One’s thoughts or ways of doing things are based on several factors. These include the following: the level or degree of his/her knowledge, love, mercy, generosity, etc. Firstly, whereas God’s knowledge of the past, present and future is absolute, our knowledge is very limited. For instance, in the choice of the second king of Israel, whereas God who had full knowledge of the past, present and future of the young man, David, looked into the interior of his heart, Samuel, whose knowledge was limited, based his choice of the king on the external appearances of the other sons of Jesse (cf. 1 Sam. 16:1-12).
Secondly, whereas God’s love is entirely unconditional, our love is often conditional. For instance, it was out of a love which was entirely unconditional that God offered His Son in sacrifice for the atonement of our sins (cf. John 3:16; 1 John 4:9-10). On the other hand, the best expression of our love seeks a reward even if not from its beneficiary.
Thirdly, whereas God’s mercy is boundless, ours is limited. For instance, God had mercy on the repentant thief and received him into Paradise (cf. Luke 23:42-43). We may show mercy to others, but may find it difficult to forgive one who, for instance, steals that which we treasure most.
Fourthly, whereas God’s generosity is unlimited, ours is limited. God is like the landowner in today’s gospel reading who gives us more than we deserve. On the other hand, while we can be generous, our generosity is limited; for often we give people what we think they deserve. Even sometimes we give them less than they deserve.

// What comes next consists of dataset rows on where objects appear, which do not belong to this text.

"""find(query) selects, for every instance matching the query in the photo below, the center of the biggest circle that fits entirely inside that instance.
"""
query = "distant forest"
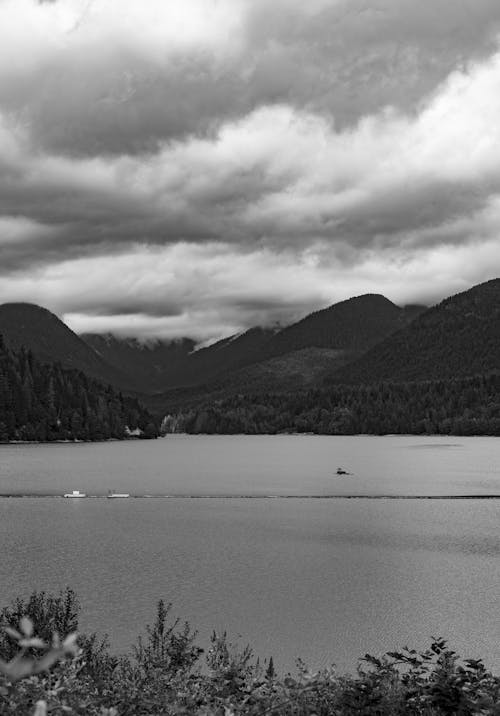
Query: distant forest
(467, 406)
(45, 402)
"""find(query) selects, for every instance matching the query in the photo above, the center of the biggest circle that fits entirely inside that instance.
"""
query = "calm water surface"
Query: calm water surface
(323, 579)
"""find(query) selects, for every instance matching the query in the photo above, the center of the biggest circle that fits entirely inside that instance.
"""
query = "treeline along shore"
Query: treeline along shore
(45, 402)
(47, 667)
(467, 406)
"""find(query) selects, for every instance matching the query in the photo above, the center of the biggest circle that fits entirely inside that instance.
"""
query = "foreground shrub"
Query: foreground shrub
(46, 669)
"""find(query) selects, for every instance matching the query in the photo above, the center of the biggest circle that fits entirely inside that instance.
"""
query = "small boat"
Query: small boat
(75, 493)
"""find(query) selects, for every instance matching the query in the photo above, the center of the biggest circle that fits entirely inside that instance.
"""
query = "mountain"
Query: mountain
(153, 363)
(353, 325)
(39, 330)
(157, 365)
(249, 359)
(295, 358)
(457, 338)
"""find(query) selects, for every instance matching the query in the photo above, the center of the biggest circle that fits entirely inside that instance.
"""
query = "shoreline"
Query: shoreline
(18, 496)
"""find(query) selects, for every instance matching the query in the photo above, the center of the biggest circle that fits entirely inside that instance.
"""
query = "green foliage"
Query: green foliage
(469, 406)
(164, 676)
(45, 402)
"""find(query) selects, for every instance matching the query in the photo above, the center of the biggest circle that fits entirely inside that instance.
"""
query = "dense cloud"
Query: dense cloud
(197, 167)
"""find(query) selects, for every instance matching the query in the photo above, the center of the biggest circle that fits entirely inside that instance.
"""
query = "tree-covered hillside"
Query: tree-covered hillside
(459, 337)
(47, 402)
(469, 406)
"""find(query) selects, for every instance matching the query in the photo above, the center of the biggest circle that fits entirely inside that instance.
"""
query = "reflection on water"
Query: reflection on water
(324, 579)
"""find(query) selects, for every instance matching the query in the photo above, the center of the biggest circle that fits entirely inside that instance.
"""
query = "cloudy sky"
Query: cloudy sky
(195, 167)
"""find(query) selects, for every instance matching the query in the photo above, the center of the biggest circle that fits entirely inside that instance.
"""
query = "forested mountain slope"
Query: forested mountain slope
(152, 363)
(39, 330)
(459, 337)
(40, 401)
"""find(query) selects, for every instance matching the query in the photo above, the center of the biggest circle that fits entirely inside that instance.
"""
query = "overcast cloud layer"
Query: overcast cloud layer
(195, 167)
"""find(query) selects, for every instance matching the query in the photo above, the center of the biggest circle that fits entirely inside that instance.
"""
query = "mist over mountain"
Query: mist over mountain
(457, 338)
(39, 330)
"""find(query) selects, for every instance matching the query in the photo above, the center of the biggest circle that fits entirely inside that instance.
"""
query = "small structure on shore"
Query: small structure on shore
(75, 493)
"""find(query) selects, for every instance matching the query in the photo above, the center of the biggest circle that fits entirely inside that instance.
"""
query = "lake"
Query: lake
(317, 577)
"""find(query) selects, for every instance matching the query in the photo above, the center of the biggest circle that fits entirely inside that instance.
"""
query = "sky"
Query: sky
(196, 167)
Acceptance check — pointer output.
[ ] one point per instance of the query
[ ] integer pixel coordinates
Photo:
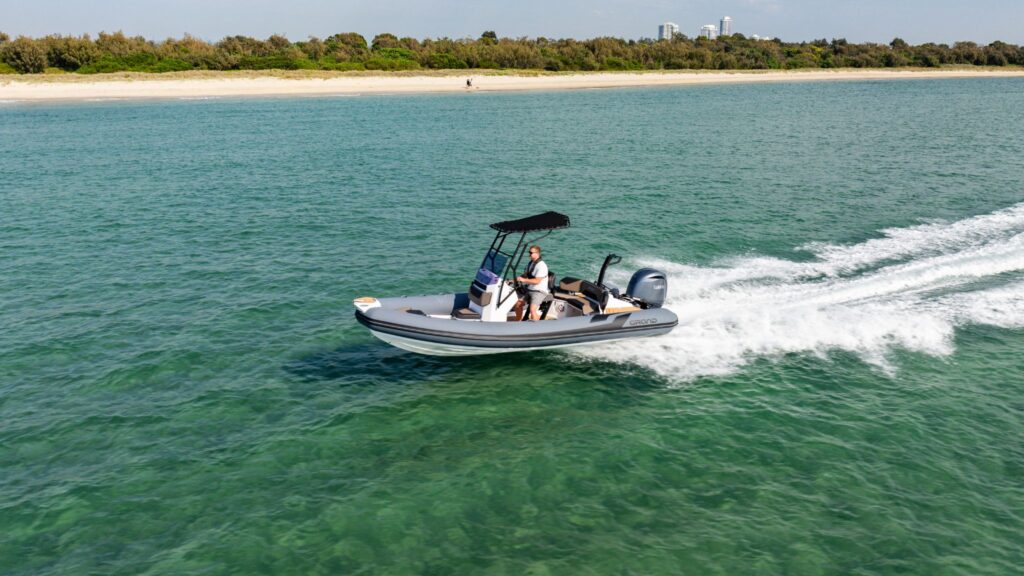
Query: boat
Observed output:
(482, 320)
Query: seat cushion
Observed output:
(465, 314)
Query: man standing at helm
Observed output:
(536, 279)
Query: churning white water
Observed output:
(908, 289)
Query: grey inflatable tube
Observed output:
(410, 317)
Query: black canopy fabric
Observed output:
(547, 220)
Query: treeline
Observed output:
(117, 52)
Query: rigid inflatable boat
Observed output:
(482, 320)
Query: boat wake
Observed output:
(908, 290)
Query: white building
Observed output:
(667, 31)
(725, 27)
(709, 31)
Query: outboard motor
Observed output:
(649, 286)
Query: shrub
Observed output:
(378, 63)
(342, 66)
(72, 53)
(25, 54)
(446, 62)
(613, 63)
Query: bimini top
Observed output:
(547, 220)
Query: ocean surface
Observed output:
(183, 388)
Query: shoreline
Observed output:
(70, 87)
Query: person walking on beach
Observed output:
(536, 279)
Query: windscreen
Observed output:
(495, 261)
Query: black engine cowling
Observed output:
(649, 286)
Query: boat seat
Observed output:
(568, 285)
(465, 314)
(582, 303)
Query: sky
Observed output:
(857, 21)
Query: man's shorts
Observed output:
(535, 297)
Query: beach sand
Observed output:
(219, 84)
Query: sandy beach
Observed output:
(219, 84)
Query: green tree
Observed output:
(72, 53)
(385, 40)
(25, 54)
(314, 48)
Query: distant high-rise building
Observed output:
(667, 31)
(725, 27)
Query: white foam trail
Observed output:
(926, 281)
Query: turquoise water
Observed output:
(183, 387)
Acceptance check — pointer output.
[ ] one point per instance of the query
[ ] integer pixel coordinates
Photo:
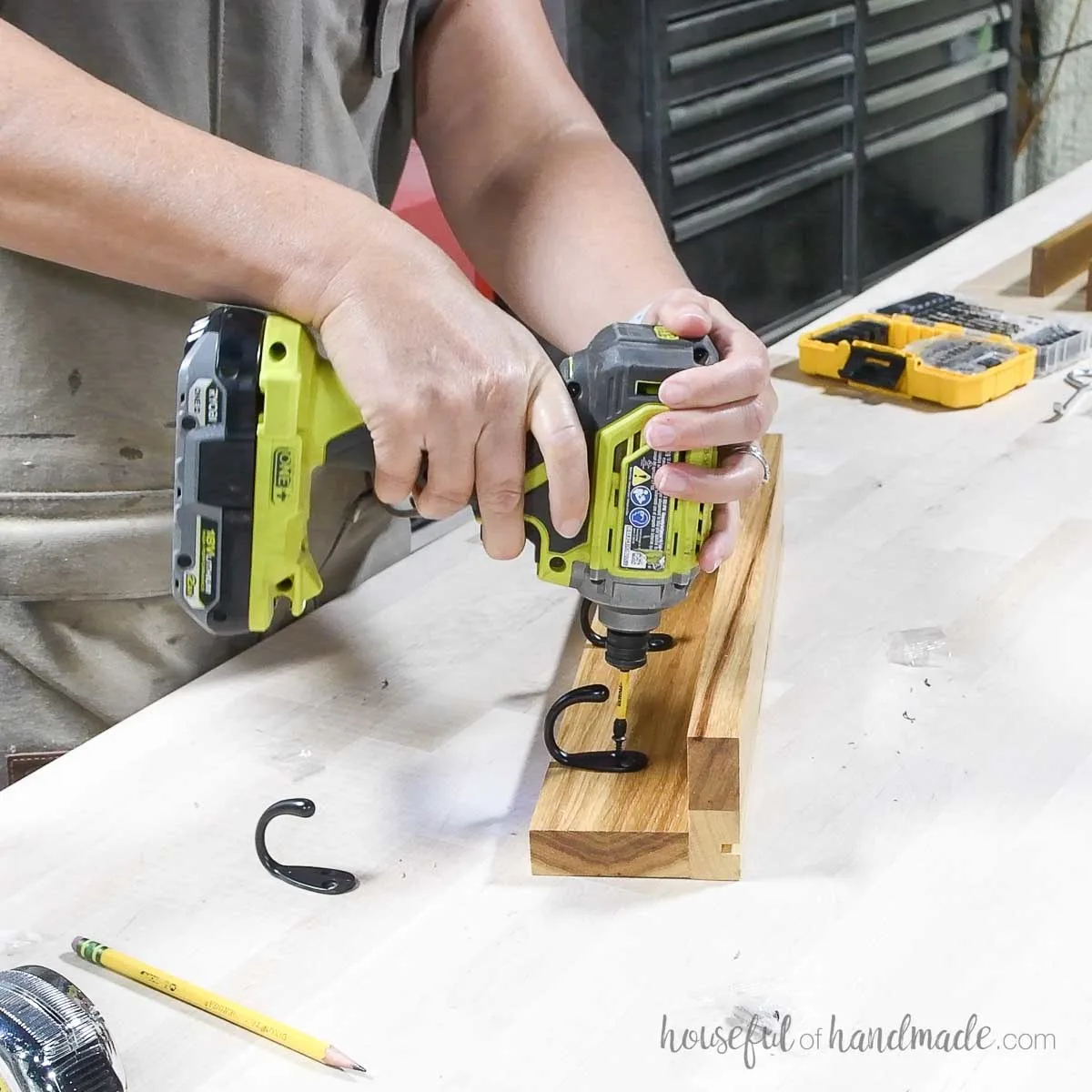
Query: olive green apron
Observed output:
(87, 366)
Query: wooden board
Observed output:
(693, 710)
(1060, 258)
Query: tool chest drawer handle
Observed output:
(912, 90)
(917, 41)
(762, 197)
(723, 49)
(753, 147)
(713, 107)
(937, 126)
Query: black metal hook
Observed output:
(612, 762)
(320, 880)
(658, 642)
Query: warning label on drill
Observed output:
(205, 402)
(644, 516)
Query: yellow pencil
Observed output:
(247, 1019)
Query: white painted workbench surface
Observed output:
(912, 847)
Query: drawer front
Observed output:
(923, 185)
(776, 259)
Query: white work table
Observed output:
(917, 840)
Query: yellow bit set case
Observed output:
(937, 363)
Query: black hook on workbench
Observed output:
(658, 642)
(308, 877)
(612, 762)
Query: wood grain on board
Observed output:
(693, 710)
(1062, 257)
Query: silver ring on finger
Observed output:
(756, 450)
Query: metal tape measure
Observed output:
(52, 1037)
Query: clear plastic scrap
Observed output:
(918, 648)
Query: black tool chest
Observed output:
(798, 150)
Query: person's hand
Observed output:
(440, 370)
(725, 403)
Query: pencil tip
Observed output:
(339, 1060)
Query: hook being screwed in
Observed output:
(1079, 379)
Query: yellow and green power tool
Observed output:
(260, 409)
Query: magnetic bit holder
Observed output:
(612, 762)
(308, 877)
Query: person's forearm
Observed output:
(93, 179)
(569, 238)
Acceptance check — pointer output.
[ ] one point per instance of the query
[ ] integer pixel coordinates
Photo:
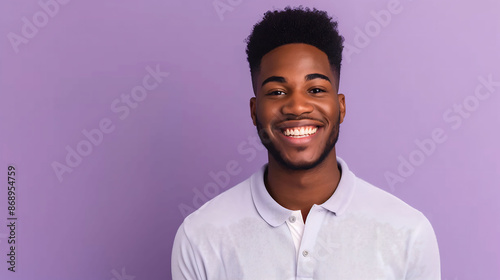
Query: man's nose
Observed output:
(297, 104)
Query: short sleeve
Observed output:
(424, 261)
(184, 265)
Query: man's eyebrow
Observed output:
(308, 77)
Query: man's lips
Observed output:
(299, 123)
(299, 132)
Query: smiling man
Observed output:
(304, 214)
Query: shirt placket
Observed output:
(306, 261)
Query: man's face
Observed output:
(297, 110)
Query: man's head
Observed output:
(295, 58)
(295, 25)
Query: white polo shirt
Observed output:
(360, 232)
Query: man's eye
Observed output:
(317, 90)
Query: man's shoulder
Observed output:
(374, 201)
(232, 203)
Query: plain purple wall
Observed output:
(412, 70)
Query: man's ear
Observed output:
(252, 110)
(341, 106)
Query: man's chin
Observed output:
(296, 164)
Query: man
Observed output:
(304, 214)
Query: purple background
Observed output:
(115, 215)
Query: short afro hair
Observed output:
(297, 25)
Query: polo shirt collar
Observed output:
(275, 214)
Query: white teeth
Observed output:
(300, 132)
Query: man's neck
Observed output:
(300, 189)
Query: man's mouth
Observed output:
(299, 131)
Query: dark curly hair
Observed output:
(297, 25)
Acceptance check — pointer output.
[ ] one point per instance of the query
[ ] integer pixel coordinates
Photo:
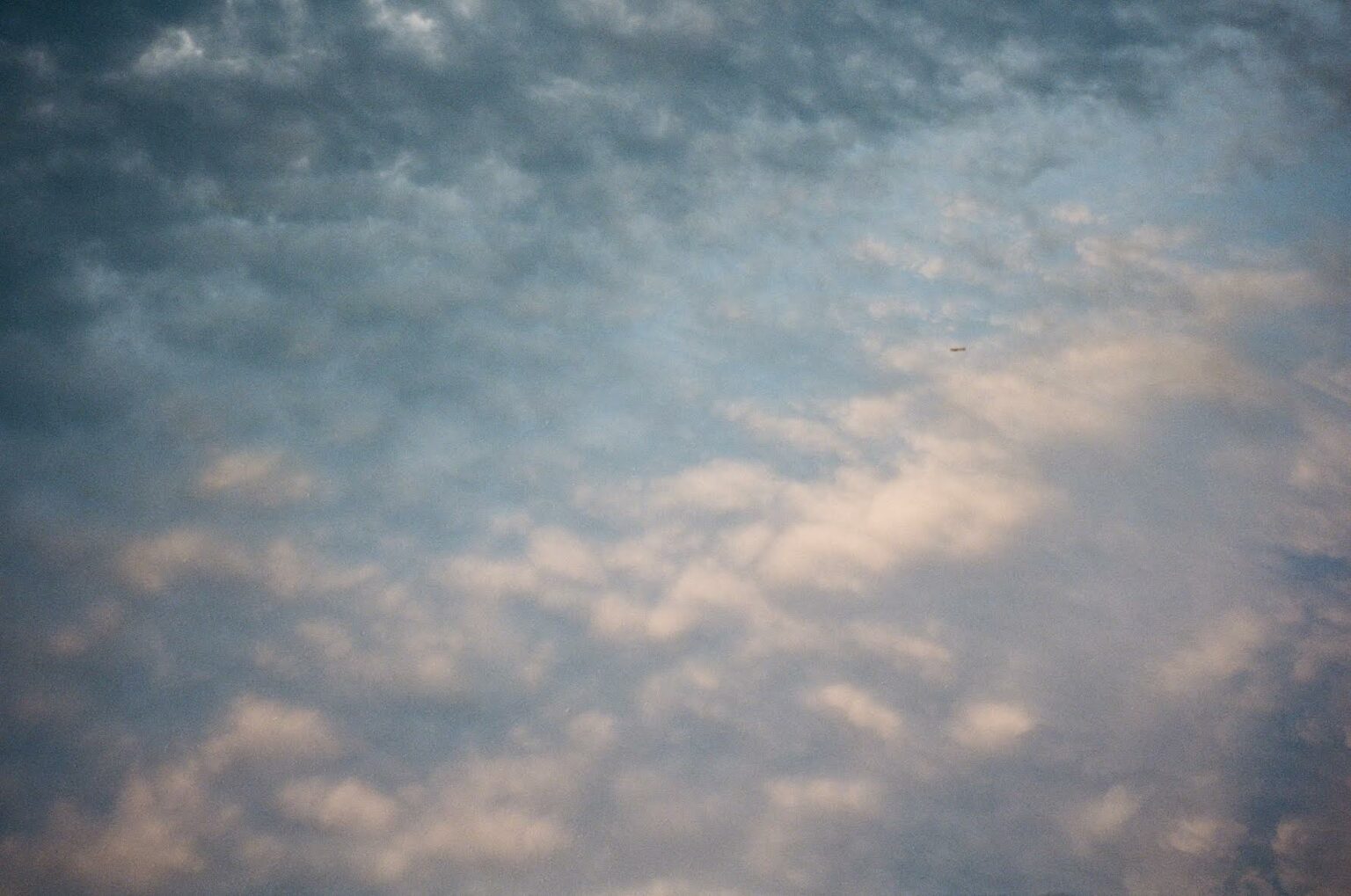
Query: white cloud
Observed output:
(259, 477)
(1101, 818)
(857, 709)
(990, 726)
(173, 49)
(1222, 651)
(270, 732)
(347, 805)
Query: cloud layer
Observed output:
(516, 448)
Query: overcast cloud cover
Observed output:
(486, 446)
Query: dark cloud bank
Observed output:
(514, 448)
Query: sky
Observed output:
(488, 446)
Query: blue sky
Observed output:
(515, 448)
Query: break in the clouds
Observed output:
(516, 448)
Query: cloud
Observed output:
(990, 726)
(259, 477)
(857, 709)
(515, 448)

Like the landowner in today’s gospel reading, God gives the same ultimate reward to all who obey Him. His ultimate reward is life in heaven. Actually, no human being by his/her own merit deserves to be blessed with life in heaven. It is, rather, the sacrifice of Jesus which has opened the gate of heaven for us. So, life in heaven is a reward exceedingly greater than what any human being deserves to receive by his/her efforts. Indeed, it is out of the abundance of God’s generosity, love and mercy as well as His knowledge of our inability to enter heaven that we are blessed with the ultimate reward.
So, God’s reward of life in heaven is a generous gift to both the first-comers and the last-minute-comers. We are all precious in God’s sight: whether we became Christians at “infancy” or we are late converts – remember the gracious reward to the repentant thief on the cross. Therefore, let us eschew any “holier than thou” attitude.
Finally, we can learn from the gospel reading that God calls us to heaven at different times. Thus, in the parable, some were called to work at daybreak (6am), others at 9am, 12 noon, 3pm and even 5pm (11th hour). Similarly, God calls us to heaven at different times. Age does not determine the calling time, for in God’s eyes a thousand years are like a day (Psalm 90). Therefore, like the workers who were ready with their tools as they awaited someone to employ them, we should look forward to our calling by God with the tools of faith and good works. Amen!